GIULIO CARDONE (La Repubblica) in collegamento a ‘QUELLI CHE…’!

“Nell’incontro di ieri a Formello era presente anche Tare. L’ha voluto Sarri per capire e affrontare le cose che non sono andate dal punto di vista strategico. Per mettere un punto ed andare avanti. La collaborazione tra i due è ripartita da tempo, è già una buona base di partenza ed una risposta perentoria a chi diceva che ci fosse una sorta di aut aut tra i due. Si può andare avanti insieme, sappiamo quanto Lotito si fidi del suo direttore sportivo. Sta cambiando un po’ la linea anche da parte di chi è vicino a Sarri. Al tecnico non interessa fare fuori qualcuno, vuole fare il tecnico, ha solo l’interesse di essere informato e coinvolto nelle situazione che riguardano il suo lavoro”

Contratto Sarri

“Quella di dicembre da parte di Lotito non era una provocazione, ma un messaggio chiaro nei confronti del gruppo che in quel momento non era allineato.
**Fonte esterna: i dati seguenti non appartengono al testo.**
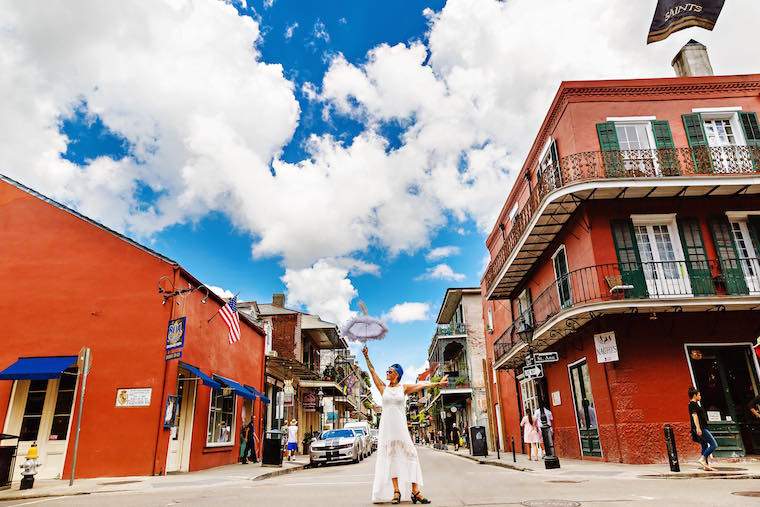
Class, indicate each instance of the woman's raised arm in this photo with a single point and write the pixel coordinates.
(375, 377)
Aveva un’altra funzione, voleva mandare un messaggio chiaro alla squadra, diciamo che voleva provocare una reazione. Ieri di rinnovo non si è parlato, la necessità ora era quella di mettere dei paletti per ripartire. Credo si stia sottovalutando la questione campo, raggiungere o no l’Europa sposta molto nell’ottica dell’autofinanziamento”.